By the way, I totally kicked the asses of all the people in the doctor's office that day. Granted, they were all 60 and experiencing some degree of congestive heart failure, but winning is winning.

4 – Walk and Learn

One thing that's become increasingly apparent to me over the past few years is that any activity you put in above and beyond your normal training volume can dramatically affect your physique.

In light of this revelation, I still do my normal training volume and higher intensity energy systems work, but I try to allocate at least 30 minutes a day to walking on the treadmill. Since the intensity is so low, it doesn't interfere with training volume.

I also like to read for at least an hour every day, so I incorporate at least half of this into my treadmill time. In one workweek I get in at least 2.5 hours on the treadmill, over and above my normal exercise, and I don't get bored because I'm simultaneously accomplishing two important tasks.

5 – Listen and Learn

Along the same vein, there are just some days when I'm not in the mood to read. Instead I've found that audio books are great resources to pass the time while I'm walking on the treadmill. That way I can let my mind wander to be creative and I can just rewind back to hear the parts I missed.

You can usually rent audio books from the library, but many are also available online. In fact, many fitness related downloads are free and you can put them straight on to your MP3 player. On mine I have everything from Steven Covey (if you haven't read his stuff, you should) to the biography of Celine DionÉyou know, for inspiration.

6 – Weight Circuits

One day my wife and I were thinking of exciting ways to give a bunch of people a great cardiovascular workout in a small space. In the process, we created the following multi-station weight training circuit that left us flat on the floor. This ain't your mama's circuit workout.

  • Seated row
  • Dumbbell bench press
  • Close-grip pulldown
  • Lateral raise
  • Seated dumbbell curl
  • Overhead dumbbell triceps extension
  • Alternating lunges
  • High step / skipping
  • Plank

The rules are simple. Start at the top, and select a weight that will allow you to perform each exercise for approximately one minute without stopping for breaks. There's no need to count reps, and there are absolutely no rests between exercises. After one round, rest for 2 minutes, then repeat the circuit two more times.

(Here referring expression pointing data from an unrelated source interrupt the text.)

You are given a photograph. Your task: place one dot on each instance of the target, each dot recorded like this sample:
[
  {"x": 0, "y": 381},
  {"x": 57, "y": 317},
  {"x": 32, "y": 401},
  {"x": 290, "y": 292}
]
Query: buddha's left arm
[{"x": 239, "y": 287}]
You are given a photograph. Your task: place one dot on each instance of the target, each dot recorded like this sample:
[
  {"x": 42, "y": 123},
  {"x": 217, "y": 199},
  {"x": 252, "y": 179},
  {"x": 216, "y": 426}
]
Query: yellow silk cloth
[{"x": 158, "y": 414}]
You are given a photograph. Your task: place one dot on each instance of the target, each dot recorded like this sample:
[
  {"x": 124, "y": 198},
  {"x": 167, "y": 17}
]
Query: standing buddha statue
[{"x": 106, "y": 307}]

If you don't like my choice of movements, then you're a loser, a big loser. Nah, kidding. You can easily substitute movements. The key is to work a lot of muscle groups and keep moving.

Remember that this is cardiovascular workout, so weight is not the objective. If you need to stop during the set, the weight is too heavy. Check your ego at the door, or you'll be mopping your lunch off the floor.

If you do it right, you should take no longer than 40 minutes to complete this circuit.

7 – Body Weight Circuit

If you've got no equipment, and you have the sudden urge to sweat like Rocky, just perform a circuit of these three exercises.

Bench jumps

While holding on to a bench with your hands, jump back and forth with your legs over the bench. Repeat 20 times on each side.

Hill climbers

Place both hands on the floor in front of you. Now jump so that your one leg goes straight out behind you and the opposite knee comes up by your side. When you jump again, your legs will trade places. Repeat this 20 times on each leg.

Lie down stand ups

This is the easiest looking exercise you'll ever hate. From a standing position, lie flat down on the floor, let your chest touch, and get up as quickly as possible. Unlike burpees, there's no real form to this exercise, and there's no jump at the top. Just get all the way down, and all the way up as fast as you can. Perform 20 of these.

It's taken some "fit" people over eight minutes to complete this circuit with some of our best coming in around three. If this is too easy, try doing it twice.

Wrap Up

My goal here isn't to convince you that cardio is fun or exciting, but to breathe a little life into a stale routine. If you're looking for something new, give some of these drills a try, and let me know how they work for you.